Si ses succès littéraires à Paris, après 1800, lui ont valu fortune, voluptés et même pouvoir, le principe de ces succès (il y revient obstinément dans les Mémoires d’outre-tombe) s’enracine dans l’expérience conjuguée de la déréliction et du chant. La corde qu’il a su toucher avec une justesse d’« enchanteur » et qui a fait vibrer avec reconnaissance un public recru de Révolution et de Terreur, c’est celle des arrière-pays qu’ils révèlent à l’âme qui plie et ne rompt pas sous la tragédie et l’infortune. Même lorsqu’il a réussi à rendre célèbre son nom de ci-devant (qui l’avait condamné en 1792 à l’anonymat, à l’exil et au deuil), il n’a jamais perdu de vue ce qu’il y avait de prévarication dans les traites sociales que la littérature lui permettait de tirer sur son bannissement initial de la société. Sa vérité de poète n’avait pas son foyer central dans le personnage public qu’il était devenu, mais dans « cette petite chose oubliée et douloureuse » qu’il avait été et de qui il tenait le don du poète et du voyant. Ses livres ont toujours été des fouilles fructueuses dans ce « néant vaste et noir » qu’ils retournent en chant.

Une suite discontinue de recherches, qui ont pris tour à tour la forme de l’essai, du roman, de l’épopée, du récit de voyage, de la nouvelle, n’a jamais cessé de le reconduire plus ou moins près de cet état originel de terreur sur la ligne d’ombre, qui était son vrai ressort de poète. Toute son œuvre n’a fait qu’accumuler sous cet aiguillon travaux de terrassements et matériaux qui ont trouvé leur emploi et leur sens dans la basilique des Mémoires. Quand il a compris que ce principe de défaut de surcroît avait été aussi celui de sa génération, et à plusieurs reprises, avant même la Révolution, celui du royaume de France, quand sa « vie publique » l’a forcé à « faire l’histoire », puis à tenter de l’écrire, il est parvenu au delta de 1831 : l’essai autobiographique des Mémoires de ma vie, qui avait cherché déjà d’autres formes dans Atala, René, les Martyrs, s’est alors ajusté à cette Histoire de France qu’il n’écrirait jamais, dont il ne reste que des fragments dans les Études historiques publiées en 1831, mais qui se retrouve en perspective dans la nef engloutie des Mémoires d’outre-tombe.

Fraternité des âmes

Une sorte de longue agonie a suivi après 1841 ce long sursaut créateur. Cette œuvre quasi sacrée qu’il avait voulu, en ne la laissant publier que cinquante ans après sa mort, soustraire au public, au succès, à la littérature professionnelle, à la cuisine des journaux, il lui a fallu en tirer tout de même une rente qui lui assure de quoi vivre. Il a dû « hypothéquer sa tombe ». Cela a rongé d’amer­tume ses dernières années, et même alors, comme un « roi d’Égypte » (dixit Sainte-Beuve) qui aurait aperçu de son vivant, sans pouvoir intervenir, sa pyramide déjà guettée par les pilleurs de tombeaux, il a dû subir la réduction de ce délai de silence au lendemain immédiat de sa mort, et de surcroît, l’opprobre suprême d’une publication sous forme de feuilleton, dans le journal La Presse, d’Émile de Girardin.
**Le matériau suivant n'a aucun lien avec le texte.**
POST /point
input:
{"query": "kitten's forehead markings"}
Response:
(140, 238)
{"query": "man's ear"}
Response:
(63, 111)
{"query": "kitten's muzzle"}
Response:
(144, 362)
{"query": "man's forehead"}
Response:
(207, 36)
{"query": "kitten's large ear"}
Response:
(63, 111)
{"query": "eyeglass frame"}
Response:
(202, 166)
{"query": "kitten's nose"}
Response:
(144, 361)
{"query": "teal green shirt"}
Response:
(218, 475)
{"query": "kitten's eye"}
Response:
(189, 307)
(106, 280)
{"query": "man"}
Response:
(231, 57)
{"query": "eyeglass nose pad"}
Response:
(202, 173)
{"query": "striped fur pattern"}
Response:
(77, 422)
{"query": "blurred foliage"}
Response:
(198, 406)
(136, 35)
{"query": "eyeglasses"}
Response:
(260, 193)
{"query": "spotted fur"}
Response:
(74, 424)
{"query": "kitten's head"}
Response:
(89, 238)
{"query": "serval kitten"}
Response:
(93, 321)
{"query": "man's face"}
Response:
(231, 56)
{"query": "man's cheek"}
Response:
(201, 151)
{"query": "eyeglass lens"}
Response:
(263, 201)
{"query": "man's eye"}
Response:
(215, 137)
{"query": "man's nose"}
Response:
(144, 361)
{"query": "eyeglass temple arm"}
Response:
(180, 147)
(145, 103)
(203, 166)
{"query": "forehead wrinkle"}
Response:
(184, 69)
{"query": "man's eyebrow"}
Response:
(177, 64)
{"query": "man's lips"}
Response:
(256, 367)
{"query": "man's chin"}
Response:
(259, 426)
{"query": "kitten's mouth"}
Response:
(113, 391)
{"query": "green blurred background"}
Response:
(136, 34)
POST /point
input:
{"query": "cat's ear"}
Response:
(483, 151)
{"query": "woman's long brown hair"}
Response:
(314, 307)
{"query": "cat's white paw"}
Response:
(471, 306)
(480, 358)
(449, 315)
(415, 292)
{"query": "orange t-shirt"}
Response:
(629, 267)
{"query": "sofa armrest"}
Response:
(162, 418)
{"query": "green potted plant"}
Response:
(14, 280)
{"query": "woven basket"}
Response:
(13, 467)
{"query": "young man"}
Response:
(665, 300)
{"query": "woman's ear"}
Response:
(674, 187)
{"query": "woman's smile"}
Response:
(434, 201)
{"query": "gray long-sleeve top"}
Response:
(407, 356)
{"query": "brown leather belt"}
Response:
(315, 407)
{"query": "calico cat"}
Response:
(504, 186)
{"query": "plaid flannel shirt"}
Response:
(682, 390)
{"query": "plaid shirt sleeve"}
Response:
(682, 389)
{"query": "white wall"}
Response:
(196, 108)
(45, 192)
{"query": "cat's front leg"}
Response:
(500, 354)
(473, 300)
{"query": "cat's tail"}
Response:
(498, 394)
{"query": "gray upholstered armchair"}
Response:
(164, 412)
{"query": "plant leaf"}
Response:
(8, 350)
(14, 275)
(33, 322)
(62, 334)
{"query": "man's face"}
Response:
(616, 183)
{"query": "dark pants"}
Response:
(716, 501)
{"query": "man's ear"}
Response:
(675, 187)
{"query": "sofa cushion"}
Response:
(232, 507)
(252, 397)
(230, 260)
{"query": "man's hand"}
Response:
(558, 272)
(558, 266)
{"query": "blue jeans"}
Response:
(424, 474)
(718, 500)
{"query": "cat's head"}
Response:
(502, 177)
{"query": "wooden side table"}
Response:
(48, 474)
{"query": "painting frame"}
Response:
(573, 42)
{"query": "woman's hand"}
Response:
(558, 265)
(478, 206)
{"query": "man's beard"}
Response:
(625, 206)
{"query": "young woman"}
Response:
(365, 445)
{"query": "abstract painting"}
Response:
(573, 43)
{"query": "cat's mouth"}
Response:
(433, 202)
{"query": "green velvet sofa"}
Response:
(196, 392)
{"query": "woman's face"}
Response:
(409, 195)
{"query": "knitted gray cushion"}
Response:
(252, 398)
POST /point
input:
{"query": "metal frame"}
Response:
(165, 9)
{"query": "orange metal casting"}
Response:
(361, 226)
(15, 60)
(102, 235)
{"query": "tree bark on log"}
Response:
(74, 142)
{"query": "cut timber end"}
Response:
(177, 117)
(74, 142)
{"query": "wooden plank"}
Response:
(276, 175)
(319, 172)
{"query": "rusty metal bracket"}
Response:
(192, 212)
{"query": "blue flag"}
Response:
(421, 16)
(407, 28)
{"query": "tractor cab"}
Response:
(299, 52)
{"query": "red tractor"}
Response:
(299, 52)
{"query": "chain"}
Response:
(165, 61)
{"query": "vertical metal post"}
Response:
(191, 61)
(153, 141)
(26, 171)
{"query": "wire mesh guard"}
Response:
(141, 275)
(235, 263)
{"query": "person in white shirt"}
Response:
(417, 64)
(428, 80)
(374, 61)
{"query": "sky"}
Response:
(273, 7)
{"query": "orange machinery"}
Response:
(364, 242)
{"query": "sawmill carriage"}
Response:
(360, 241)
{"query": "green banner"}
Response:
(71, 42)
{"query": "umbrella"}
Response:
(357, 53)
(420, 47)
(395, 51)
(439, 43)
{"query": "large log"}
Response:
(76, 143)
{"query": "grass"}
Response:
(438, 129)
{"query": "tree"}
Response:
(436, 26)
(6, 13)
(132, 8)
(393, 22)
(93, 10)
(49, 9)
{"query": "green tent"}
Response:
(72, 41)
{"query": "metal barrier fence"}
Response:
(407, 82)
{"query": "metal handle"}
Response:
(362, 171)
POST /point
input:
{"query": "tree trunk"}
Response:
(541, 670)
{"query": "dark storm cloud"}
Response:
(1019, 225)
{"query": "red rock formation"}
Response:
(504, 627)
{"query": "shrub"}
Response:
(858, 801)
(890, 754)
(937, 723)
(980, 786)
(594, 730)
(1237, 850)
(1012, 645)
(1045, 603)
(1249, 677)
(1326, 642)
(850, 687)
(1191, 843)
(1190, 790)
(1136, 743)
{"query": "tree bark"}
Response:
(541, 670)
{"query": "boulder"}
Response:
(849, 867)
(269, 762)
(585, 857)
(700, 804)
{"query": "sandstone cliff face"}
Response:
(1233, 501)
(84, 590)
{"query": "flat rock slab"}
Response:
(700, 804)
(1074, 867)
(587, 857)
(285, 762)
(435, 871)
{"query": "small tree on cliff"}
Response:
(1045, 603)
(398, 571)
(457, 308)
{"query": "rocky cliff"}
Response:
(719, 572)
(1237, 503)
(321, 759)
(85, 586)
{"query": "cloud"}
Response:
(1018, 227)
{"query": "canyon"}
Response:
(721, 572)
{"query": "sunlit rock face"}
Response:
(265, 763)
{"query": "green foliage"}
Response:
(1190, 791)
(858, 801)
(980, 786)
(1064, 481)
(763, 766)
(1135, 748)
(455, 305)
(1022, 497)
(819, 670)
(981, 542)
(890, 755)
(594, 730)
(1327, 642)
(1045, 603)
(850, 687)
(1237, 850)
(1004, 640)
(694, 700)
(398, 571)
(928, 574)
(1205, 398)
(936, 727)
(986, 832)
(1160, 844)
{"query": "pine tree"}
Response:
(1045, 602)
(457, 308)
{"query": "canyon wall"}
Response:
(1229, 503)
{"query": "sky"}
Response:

Émile de Girardin avait tué en duel, en 1836, le jeune historien et journaliste républicain Armand Carrel, avec lequel le légitimiste Chateaubriand s’était lié depuis 1828. Comme ses Mémoires l’attes­tent, dans plusieurs longs chapitres de la quatrième partie, de profondes affinités avaient rapproché l’aîné et le cadet. Elles étaient d’abord politiques. À la duchesse de Berry, en 1832, Chateaubriand pouvait écrire :

« On concevrait une grande république émergeant de ce cataclysme social ; du moins serait-elle habile à hériter des conquêtes de la Révolution, à savoir la liberté politique, la liberté et la publicité de la pensée, le nivellement des rangs, l’admission dans tous les emplois, l’égalité de tous devant la loi, l’élection et la souveraineté populaires. »

Il s’accommoderait donc aisément du « nivellement des rangs » demandé par les républicains. La hiérarchie des âmes n’a rien à voir avec les hiérarchies terrestres. Telle avait été, pour ce ci-devant, la dure et durable leçon religieuse et morale de la Révolution, ignorée par les révolutionnaires. Or Chateaubriand avait reconnu une grande âme fraternelle dans le jeune républicain Carrel, il lui avait donné son amitié. Dans les Mémoires, il a dressé, à Armand Carrel, victime d’Émile de Girardin, le puissant homme de presse balzacien, un magnifique tombeau :

« Carrel tomba dans le bois qui vit tomber le duc d’Enghien : l’ombre du petit-fils du grand Condé servit de témoin au plébéien illustre et l’emmena avec elle. Ce bois fatal m’a fait pleurer deux fois : du moins je ne me reproche point d’avoir, dans ces deux catastrophes, manqué à ce que je devais à mes sympathies et à ma douleur [...]. Beaucoup de rois, de princes, de monstres, d’hommes qui se croyaient puissants, ont défilé devant moi ; je n’ai pas daigné ôter mon chapeau à leur cercueil et consacrer un mot à leur mémoire. J’ai trouvé plus à étudier et à peindre dans les rangs intermédiaires de la société que dans ceux qui font porter leur livrée ; une casaque brochée d’or ne vaut pas le morceau de flanelle que la balle avait enfoncée dans le ventre de Carrel. »

Comme celles qu’il a écrites pour célébrer l’obscur paysan vendéen qui n’était rien pour les émigrés titrés et frivoles de Londres, ces pages consacrées à Carrel attestent que la terreur calme inspirée à Chateaubriand par l’« avenir du monde » n’était due ni à une morgue d’aristocrate ni à un amour-propre de « grand écrivain ». La poésie épique et intime des Mémoires, rejoignant à sa manière celle des Essais et laissant derrière elle les Confessions de Rousseau, fait en réalité, de l’ironie de la mort, la « ligne d’ombre » qui soumet à son implacable épreuve de vérité les larmes, l’amitié, la liberté, la noblesse de cœur, l’intelligence de la vie, et la sonorité même de la parole qui les recueille et les confie à leur silencieux destinataire.